What a clean mileage history looks like
Steady, consistent year-on-year increases of 6,000–15,000 miles for typical UK use, no decreases, no suspicious flat periods, and consistent figures across MOT, service and advert sources. That is what the RegRadar mileage section shows you on a single page.
What to do if mileage is suspicious
Confirm the MOT readings on gov.uk independently. Ask the seller to explain any anomalies in writing. If the explanation doesn't hold up — or if the car physically shows wear inconsistent with the displayed mileage (worn pedals, sagging seat bolsters, polished steering wheel) — walk away.
Frequently asked questions
Is the mileage check free?
MOT mileage history is in the free check. The clocking detection (cross-referencing dealer-network and advert mileage) is in the £9.99 premium report.
Can mileage genuinely go down?
Almost never.

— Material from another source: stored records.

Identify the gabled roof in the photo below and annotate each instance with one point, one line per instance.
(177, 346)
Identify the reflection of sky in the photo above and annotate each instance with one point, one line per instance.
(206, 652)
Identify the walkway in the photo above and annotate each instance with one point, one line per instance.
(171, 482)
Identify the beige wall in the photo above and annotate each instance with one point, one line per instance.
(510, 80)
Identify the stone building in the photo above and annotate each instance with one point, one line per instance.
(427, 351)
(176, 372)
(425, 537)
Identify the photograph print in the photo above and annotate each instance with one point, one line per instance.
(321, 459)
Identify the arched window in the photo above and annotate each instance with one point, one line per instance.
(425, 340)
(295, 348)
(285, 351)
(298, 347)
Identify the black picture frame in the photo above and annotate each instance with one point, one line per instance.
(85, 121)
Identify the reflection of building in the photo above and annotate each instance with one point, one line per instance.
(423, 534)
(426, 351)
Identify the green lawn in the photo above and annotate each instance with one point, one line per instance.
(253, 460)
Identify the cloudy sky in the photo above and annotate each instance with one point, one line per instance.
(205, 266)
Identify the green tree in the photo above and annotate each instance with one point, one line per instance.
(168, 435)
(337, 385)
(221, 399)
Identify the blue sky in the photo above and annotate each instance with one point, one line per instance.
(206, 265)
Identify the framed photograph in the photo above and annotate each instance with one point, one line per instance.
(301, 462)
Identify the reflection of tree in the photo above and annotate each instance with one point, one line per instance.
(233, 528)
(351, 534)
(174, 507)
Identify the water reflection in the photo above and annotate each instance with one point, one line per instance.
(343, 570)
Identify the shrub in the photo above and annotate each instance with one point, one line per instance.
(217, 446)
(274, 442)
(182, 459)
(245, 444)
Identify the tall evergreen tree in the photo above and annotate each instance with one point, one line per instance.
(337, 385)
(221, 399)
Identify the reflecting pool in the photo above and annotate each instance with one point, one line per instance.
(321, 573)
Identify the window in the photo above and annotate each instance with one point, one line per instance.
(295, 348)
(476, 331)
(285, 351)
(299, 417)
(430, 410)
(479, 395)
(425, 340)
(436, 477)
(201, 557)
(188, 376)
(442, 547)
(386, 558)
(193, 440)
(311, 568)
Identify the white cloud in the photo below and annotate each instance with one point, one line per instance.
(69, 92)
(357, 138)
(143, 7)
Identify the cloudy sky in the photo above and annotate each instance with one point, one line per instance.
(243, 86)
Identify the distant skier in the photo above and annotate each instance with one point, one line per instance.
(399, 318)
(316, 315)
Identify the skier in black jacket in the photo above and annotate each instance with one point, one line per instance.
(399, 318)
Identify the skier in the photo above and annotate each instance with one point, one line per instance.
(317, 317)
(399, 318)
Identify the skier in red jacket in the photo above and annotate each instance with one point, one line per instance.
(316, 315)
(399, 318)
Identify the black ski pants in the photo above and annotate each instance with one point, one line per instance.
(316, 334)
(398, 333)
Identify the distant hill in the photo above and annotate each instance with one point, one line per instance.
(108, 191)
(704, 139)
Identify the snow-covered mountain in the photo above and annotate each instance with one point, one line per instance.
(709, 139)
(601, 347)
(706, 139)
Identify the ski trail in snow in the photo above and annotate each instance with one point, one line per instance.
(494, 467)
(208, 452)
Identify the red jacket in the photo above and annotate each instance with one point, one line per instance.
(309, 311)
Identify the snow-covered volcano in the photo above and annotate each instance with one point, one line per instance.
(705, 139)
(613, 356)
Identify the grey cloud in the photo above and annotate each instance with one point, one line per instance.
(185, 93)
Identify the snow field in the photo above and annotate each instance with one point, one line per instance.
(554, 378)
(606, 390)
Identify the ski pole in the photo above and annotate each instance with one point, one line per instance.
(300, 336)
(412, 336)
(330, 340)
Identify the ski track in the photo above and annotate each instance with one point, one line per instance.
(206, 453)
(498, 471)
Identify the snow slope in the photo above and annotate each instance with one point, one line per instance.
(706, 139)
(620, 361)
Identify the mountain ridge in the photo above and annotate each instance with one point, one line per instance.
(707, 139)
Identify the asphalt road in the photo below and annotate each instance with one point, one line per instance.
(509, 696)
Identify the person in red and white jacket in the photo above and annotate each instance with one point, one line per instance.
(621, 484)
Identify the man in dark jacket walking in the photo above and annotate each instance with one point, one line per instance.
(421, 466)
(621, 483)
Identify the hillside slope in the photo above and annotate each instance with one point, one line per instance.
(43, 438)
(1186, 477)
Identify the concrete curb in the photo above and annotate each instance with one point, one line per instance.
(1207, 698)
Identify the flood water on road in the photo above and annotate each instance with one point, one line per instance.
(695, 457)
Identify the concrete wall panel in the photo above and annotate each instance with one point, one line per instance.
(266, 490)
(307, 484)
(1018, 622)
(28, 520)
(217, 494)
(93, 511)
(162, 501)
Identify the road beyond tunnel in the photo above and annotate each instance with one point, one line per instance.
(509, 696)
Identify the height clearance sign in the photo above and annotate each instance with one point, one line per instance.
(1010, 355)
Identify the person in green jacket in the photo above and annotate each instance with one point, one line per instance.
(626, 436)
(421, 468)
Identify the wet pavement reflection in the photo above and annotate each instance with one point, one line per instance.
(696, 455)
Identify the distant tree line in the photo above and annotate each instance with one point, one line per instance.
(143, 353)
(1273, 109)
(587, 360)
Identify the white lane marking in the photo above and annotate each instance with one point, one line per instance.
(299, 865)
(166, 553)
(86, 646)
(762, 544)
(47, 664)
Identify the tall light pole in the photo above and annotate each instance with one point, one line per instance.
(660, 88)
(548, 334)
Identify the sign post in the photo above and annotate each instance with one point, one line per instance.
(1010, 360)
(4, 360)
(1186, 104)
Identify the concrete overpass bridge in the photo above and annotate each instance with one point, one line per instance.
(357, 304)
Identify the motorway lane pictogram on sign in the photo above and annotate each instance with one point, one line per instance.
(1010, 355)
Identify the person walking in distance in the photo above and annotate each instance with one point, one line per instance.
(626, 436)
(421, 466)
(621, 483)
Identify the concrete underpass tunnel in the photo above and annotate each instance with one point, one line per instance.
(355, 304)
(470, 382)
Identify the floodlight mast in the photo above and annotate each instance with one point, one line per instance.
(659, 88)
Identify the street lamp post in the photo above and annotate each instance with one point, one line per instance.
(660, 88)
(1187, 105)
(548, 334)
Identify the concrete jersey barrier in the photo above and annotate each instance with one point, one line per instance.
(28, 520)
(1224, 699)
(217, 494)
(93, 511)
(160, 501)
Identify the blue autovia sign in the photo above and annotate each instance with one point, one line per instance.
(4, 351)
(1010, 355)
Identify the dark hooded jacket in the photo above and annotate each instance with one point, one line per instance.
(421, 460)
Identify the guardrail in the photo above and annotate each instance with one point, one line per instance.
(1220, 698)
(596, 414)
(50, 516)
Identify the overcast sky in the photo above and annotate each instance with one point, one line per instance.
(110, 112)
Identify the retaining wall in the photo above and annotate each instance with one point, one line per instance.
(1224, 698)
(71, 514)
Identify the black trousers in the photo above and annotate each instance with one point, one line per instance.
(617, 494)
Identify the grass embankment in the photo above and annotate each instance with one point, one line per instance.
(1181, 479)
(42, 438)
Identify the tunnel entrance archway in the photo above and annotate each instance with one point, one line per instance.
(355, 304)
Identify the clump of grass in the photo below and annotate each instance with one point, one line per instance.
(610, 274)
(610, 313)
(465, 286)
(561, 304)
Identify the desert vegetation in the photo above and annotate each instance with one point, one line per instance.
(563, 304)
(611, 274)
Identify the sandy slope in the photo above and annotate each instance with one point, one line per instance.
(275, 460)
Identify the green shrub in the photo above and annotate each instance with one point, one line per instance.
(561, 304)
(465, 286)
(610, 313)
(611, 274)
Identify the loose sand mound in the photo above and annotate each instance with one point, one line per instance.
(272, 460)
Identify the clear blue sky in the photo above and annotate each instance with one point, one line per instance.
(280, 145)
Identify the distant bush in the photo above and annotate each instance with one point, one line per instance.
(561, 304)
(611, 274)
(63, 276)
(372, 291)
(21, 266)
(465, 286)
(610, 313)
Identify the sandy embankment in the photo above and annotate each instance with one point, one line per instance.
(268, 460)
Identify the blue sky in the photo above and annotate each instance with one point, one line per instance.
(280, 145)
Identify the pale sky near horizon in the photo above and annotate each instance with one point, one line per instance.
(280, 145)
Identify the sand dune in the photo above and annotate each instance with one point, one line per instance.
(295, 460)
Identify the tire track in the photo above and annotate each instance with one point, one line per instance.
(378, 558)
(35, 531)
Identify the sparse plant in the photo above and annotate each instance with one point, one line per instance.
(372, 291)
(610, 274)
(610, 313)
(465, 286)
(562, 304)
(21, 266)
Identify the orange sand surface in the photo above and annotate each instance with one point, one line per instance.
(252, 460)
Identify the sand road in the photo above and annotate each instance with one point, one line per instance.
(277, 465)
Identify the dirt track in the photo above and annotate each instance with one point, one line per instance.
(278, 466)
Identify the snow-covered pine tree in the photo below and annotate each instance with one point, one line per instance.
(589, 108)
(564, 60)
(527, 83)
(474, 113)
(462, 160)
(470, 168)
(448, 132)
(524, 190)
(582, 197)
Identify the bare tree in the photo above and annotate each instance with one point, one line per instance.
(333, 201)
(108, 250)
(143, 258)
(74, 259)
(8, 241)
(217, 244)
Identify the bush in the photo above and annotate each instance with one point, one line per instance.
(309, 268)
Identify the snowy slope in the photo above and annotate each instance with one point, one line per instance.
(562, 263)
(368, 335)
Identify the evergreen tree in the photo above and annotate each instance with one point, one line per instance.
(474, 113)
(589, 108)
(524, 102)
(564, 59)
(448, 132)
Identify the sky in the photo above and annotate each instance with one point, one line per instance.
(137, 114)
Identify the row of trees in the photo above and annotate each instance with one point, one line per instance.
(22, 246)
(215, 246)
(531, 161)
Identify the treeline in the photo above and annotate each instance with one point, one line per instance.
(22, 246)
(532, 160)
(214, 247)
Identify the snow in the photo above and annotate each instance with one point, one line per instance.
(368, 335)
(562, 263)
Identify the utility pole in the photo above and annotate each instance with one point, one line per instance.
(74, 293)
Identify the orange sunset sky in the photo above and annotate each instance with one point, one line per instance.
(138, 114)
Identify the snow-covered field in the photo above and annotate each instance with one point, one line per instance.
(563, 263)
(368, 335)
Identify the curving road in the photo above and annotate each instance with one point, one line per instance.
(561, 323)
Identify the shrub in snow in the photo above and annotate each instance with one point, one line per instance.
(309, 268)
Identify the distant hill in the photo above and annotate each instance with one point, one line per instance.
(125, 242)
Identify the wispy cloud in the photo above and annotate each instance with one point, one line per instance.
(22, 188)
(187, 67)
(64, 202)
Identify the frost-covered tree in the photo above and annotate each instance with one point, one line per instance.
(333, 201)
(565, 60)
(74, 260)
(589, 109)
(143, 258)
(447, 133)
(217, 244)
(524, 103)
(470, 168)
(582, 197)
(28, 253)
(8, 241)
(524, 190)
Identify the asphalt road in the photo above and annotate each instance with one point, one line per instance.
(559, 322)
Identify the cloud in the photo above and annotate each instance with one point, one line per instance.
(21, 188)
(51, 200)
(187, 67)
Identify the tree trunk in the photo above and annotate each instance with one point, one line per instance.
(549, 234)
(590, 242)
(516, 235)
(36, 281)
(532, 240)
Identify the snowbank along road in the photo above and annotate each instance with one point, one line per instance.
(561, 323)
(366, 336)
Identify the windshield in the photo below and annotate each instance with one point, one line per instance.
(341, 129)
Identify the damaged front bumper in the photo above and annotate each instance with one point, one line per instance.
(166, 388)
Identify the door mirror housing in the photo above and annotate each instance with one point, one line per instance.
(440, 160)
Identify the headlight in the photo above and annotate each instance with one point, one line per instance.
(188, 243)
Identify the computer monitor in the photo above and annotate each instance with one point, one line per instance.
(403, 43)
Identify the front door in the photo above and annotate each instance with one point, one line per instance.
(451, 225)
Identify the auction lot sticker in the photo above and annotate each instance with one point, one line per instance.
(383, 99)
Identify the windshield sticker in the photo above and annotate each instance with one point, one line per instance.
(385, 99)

The only legitimate reasons are an odometer replacement (which should be documented in writing by the garage that did the work) or a manufacturer error on a brand-new car.
What's the law on clocking?
Selling a car with a misrepresented mileage is fraud under the Consumer Protection from Unfair Trading Regulations 2008. Trading Standards investigate cases, and convictions carry custodial sentences for serial offenders.